10. The most moving scene in the documentary, appropriately enough, involves his other family: Wrestlers. More specifically, it involves a wrestler, Shawn Michaels, chosen to retire Flair in a Career-Threatening Match at Wrestlemania XXIV. Present-day Michaels is interviewed for the segment. He sounds little like his in-ring persona, and openly mourns for what Flair had become: A wrestler who stayed too long, gave almost everything to the business, and let whatever was left leave with his alter ego. For Michaels, Ric Flair went from an idol to a warning.

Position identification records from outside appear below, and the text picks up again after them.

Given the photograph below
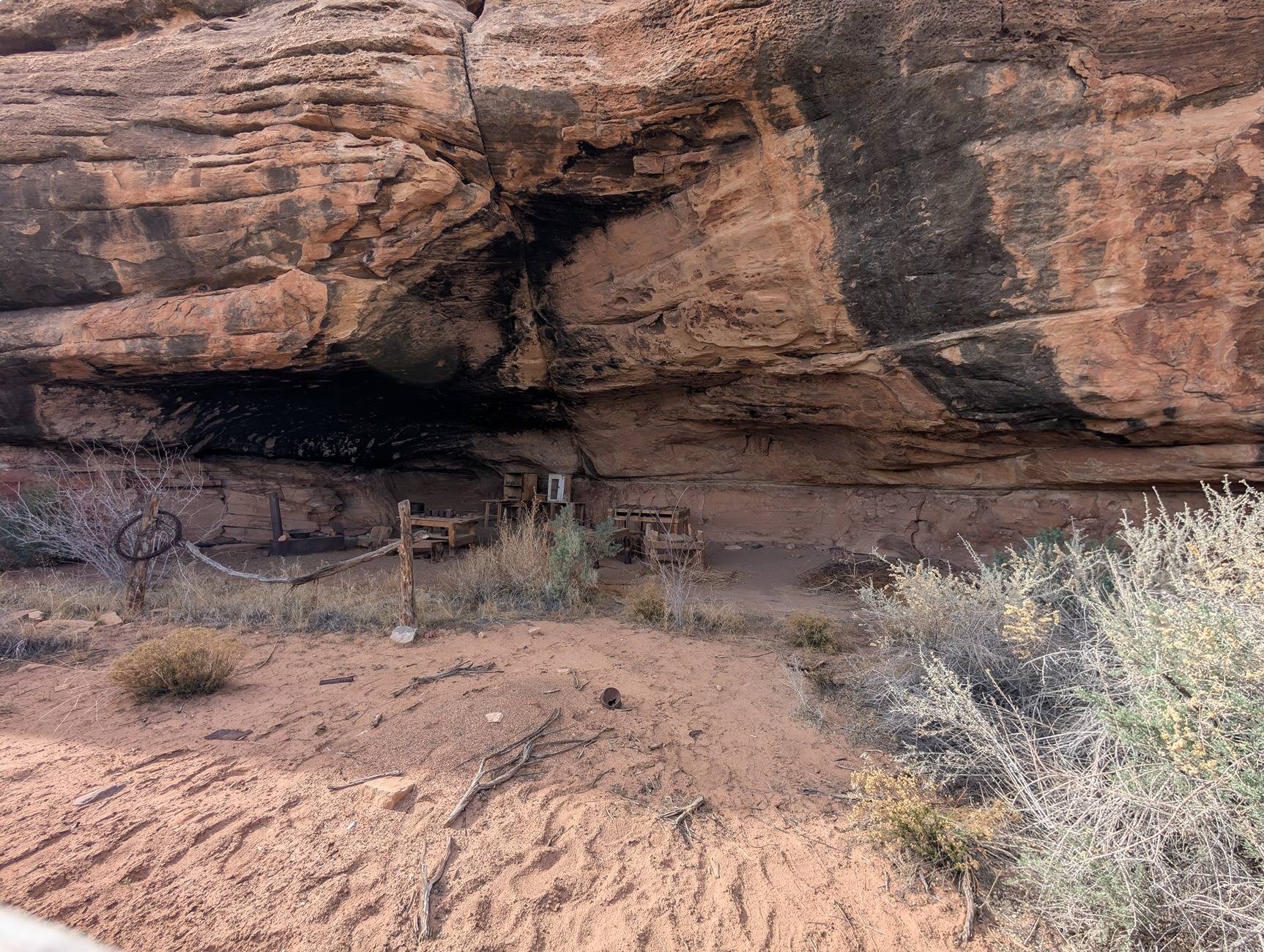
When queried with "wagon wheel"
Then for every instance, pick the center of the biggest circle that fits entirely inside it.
(167, 531)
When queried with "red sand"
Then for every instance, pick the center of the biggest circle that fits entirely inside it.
(221, 845)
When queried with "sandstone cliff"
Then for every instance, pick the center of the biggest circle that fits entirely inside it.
(872, 273)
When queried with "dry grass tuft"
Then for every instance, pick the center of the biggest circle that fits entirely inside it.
(338, 605)
(510, 574)
(912, 814)
(806, 701)
(647, 603)
(811, 630)
(24, 642)
(186, 661)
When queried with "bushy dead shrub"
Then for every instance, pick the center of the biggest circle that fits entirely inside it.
(1112, 698)
(186, 661)
(912, 814)
(811, 630)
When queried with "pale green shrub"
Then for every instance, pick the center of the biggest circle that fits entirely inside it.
(1114, 699)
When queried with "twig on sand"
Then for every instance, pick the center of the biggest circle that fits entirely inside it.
(421, 898)
(261, 664)
(458, 669)
(844, 795)
(679, 817)
(488, 778)
(365, 779)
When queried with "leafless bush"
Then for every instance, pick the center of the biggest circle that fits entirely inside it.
(677, 577)
(81, 501)
(1114, 701)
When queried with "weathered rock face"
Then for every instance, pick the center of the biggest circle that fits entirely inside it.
(947, 268)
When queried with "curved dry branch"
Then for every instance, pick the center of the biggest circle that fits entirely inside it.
(297, 579)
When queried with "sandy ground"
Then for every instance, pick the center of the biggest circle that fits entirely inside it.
(240, 845)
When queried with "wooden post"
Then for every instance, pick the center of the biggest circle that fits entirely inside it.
(134, 603)
(407, 598)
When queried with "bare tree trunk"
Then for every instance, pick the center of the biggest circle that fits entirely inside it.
(407, 597)
(139, 579)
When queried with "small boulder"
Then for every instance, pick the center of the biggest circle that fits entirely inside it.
(390, 792)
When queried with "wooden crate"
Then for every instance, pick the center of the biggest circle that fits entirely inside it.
(675, 546)
(521, 486)
(665, 518)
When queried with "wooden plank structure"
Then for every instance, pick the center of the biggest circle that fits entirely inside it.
(675, 546)
(452, 531)
(636, 520)
(299, 544)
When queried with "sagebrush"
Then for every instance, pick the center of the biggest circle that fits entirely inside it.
(1112, 698)
(187, 661)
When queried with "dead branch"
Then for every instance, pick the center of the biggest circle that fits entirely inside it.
(295, 582)
(365, 779)
(421, 899)
(844, 795)
(679, 817)
(489, 778)
(461, 668)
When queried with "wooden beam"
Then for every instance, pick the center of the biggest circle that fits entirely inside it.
(294, 582)
(407, 596)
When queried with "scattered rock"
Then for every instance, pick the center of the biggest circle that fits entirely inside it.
(228, 734)
(390, 792)
(100, 793)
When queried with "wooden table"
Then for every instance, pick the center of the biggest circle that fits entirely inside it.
(459, 529)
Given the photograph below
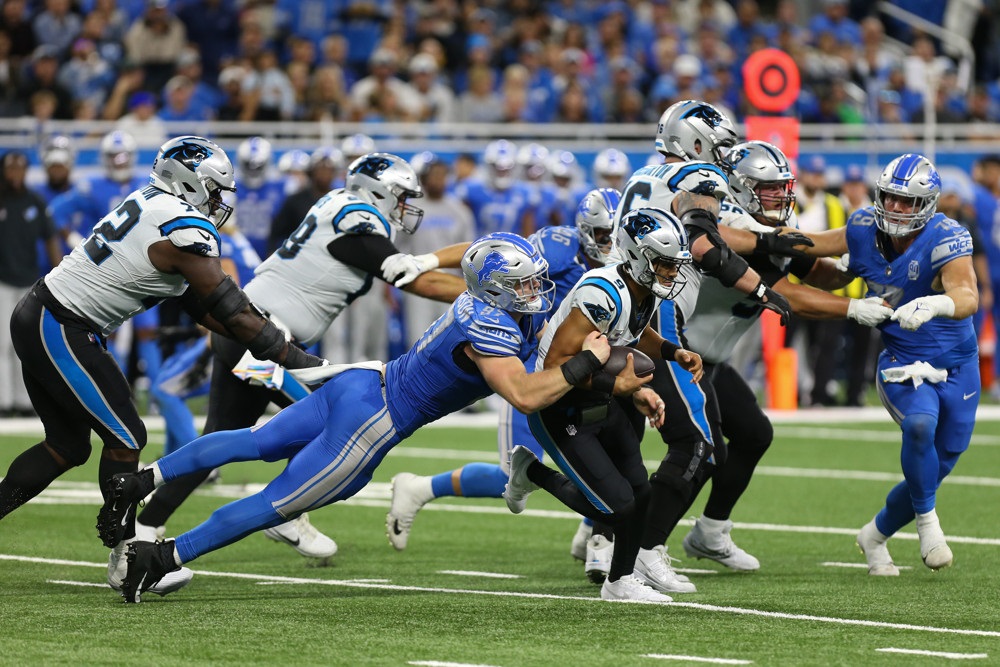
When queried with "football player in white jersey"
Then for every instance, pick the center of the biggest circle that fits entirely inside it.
(762, 181)
(593, 433)
(161, 241)
(345, 243)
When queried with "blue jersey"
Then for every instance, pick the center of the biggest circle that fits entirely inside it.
(560, 247)
(82, 207)
(436, 378)
(255, 209)
(495, 210)
(941, 342)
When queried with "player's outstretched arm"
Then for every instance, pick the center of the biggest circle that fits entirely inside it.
(530, 392)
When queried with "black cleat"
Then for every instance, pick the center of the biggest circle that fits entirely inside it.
(148, 563)
(123, 492)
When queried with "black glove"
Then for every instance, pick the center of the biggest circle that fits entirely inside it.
(781, 244)
(771, 300)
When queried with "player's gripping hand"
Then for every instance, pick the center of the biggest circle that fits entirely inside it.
(911, 316)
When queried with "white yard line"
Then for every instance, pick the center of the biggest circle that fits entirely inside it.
(537, 596)
(936, 654)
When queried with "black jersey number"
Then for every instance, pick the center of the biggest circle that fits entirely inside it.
(293, 244)
(96, 246)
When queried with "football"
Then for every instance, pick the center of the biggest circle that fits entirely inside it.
(619, 357)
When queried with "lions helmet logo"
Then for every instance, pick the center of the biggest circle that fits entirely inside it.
(641, 224)
(597, 312)
(188, 154)
(372, 166)
(492, 263)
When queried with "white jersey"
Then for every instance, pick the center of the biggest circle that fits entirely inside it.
(301, 283)
(602, 296)
(108, 278)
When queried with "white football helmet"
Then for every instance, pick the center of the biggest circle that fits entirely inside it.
(695, 130)
(500, 158)
(509, 273)
(387, 181)
(118, 151)
(595, 223)
(355, 146)
(531, 158)
(199, 172)
(611, 169)
(911, 177)
(650, 236)
(253, 159)
(762, 181)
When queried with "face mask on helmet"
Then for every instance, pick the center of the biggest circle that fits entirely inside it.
(762, 181)
(695, 130)
(654, 247)
(509, 273)
(254, 158)
(595, 223)
(906, 195)
(386, 181)
(199, 172)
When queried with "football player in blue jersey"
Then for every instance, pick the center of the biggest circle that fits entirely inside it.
(336, 437)
(919, 261)
(570, 252)
(260, 195)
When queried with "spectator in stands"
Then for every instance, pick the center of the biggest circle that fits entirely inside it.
(155, 42)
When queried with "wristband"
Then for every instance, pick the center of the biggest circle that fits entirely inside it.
(577, 369)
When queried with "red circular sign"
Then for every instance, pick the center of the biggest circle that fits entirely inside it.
(771, 80)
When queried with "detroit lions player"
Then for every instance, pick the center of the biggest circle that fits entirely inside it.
(161, 241)
(336, 437)
(593, 434)
(928, 375)
(763, 184)
(344, 243)
(570, 252)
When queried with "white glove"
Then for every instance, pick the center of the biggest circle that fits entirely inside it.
(921, 310)
(402, 268)
(868, 312)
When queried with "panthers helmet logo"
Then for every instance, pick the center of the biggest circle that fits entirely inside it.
(492, 263)
(373, 166)
(597, 312)
(187, 154)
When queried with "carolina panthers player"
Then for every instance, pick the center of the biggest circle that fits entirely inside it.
(336, 437)
(161, 241)
(499, 202)
(919, 261)
(344, 243)
(593, 434)
(569, 252)
(260, 196)
(763, 184)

Then Nature Boy lets the scene roll: The retirement match, after nearly 30 minutes of classic Flair struggle, ending with Flair eye-poking Michaels, nearly pulling off a pin out of nowhere, then taking a massive counter hit and staggering in the ring waiting to be finished. Michaels plays the role of remorseful finisher to the hilt, even pulling a move before it starts, too overcome to end a legend’s career.

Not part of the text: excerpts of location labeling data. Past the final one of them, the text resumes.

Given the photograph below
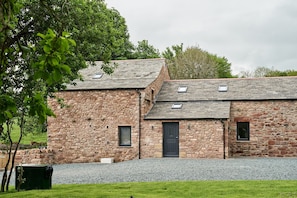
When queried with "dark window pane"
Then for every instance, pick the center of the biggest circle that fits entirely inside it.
(125, 136)
(243, 131)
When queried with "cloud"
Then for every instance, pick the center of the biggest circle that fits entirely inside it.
(248, 33)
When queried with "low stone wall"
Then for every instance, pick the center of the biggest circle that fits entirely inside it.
(34, 156)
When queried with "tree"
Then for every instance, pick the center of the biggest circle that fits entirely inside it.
(267, 72)
(33, 67)
(100, 33)
(195, 63)
(144, 51)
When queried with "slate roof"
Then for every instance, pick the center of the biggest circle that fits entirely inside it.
(129, 74)
(202, 100)
(190, 110)
(238, 89)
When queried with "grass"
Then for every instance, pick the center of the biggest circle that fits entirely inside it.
(168, 189)
(28, 138)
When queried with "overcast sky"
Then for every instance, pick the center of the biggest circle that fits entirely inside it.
(249, 33)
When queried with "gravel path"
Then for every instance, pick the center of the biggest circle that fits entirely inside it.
(172, 169)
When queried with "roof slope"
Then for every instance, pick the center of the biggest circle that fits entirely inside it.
(190, 110)
(237, 89)
(203, 100)
(138, 73)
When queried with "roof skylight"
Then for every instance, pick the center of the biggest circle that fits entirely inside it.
(223, 88)
(176, 106)
(182, 89)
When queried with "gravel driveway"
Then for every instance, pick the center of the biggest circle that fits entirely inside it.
(172, 169)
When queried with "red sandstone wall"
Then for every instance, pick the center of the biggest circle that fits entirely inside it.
(87, 130)
(197, 139)
(273, 128)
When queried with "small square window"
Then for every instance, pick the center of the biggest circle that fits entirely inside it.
(97, 76)
(124, 135)
(182, 89)
(243, 131)
(223, 88)
(176, 106)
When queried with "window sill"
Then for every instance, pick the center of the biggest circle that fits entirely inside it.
(125, 146)
(242, 140)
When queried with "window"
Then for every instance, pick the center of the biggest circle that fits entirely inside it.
(176, 106)
(182, 89)
(97, 76)
(243, 131)
(124, 135)
(223, 88)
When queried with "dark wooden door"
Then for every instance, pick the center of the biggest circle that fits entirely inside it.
(170, 139)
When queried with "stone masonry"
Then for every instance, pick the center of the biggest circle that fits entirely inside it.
(87, 128)
(273, 128)
(197, 139)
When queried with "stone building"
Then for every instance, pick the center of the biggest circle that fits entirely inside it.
(104, 113)
(138, 112)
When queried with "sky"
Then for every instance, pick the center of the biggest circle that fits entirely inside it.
(249, 33)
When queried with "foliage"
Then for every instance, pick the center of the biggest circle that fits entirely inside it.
(33, 67)
(195, 63)
(267, 72)
(100, 33)
(145, 51)
(182, 189)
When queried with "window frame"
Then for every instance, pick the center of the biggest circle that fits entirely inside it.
(120, 131)
(242, 126)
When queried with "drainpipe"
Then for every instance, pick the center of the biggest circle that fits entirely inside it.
(224, 140)
(139, 123)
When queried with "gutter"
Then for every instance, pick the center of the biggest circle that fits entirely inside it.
(139, 123)
(224, 138)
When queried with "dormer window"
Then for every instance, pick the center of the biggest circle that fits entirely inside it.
(182, 89)
(97, 76)
(176, 106)
(223, 88)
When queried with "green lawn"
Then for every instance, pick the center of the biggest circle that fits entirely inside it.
(169, 189)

Michaels then says “I’m sorry, I love you,” and ends the match with a pin, a post-match kiss on the forehead, and a grief-stricken retreat from the ring.

It’s not real, and it’s also as real as anything else in Nature Boy.

11. That’s probably Ric Flair’s fault, too. With no separation between the ring and real life, Ric Flair in Nature Boy is never off duty. Everything is a sell, or a work. It’s bad enough when his ex-wife or his son says as much. It is much, much worse when the bulk of the evidence comes from the man himself through on-camera interviews. Flair happily admits to the excess of Ric Flair being completely real, but also shows no ability to introspect and consider why it all happened in the first place. Karpf tries gamely and repeatedly to get Flair to talk about his chilly relationship with his parents. He gets nothing. The overwhelming sense is not that he’s stonewalling, but that after years of embracing the act there might not be anything back there anymore.

13. This wasn’t in the movie, either. After the screening I attended in Atlanta there was a Q and A with Flair, where he talked about the aforementioned spaghetti incident, how he got drunk after a match in Philadelphia, went to dinner, screamed “I GOT ELEVEN OF THESE” at the table and threw his $30,000 Rolex watch into a plate of spaghetti. The next morning, he had to go through the trash trying to find it. This is also when he told us about the time lightning struck his umbrella while he was getting off a plane in Charlotte in 1983, bounced to the man behind him in line, and killed that man. He explained neither of these, and then offered to buy everyone drinks next door.

12. TL; DR: It would be very hard to write a wrestling version of Sunset Boulevard and not cast Ric Flair as Norma Desmond. Nature Boy’s biggest fault is being too short to encompass the extravagant, rhinestone-dotted plane crash that Ric Flair’s life evidently was and still is. But after 90 minutes you get the point: Ric Flair was ready for his closeup, and after 90 sometimes hilarious minutes of looking at it, the face looking back after a lifetime of hard-lived wheelin’, dealin’, and kiss-stealin’ can be a terrifyingly empty one.

13. In conclusion, say it with me in a sad, low Ric Flair voice after considering the impermanence of humanity’s greatness, and and the hollowness of fame writ large on a single man rendered incapable of taking care of the ones he loves through ego-driven self-deletion and alcoholism: Woooooooooo.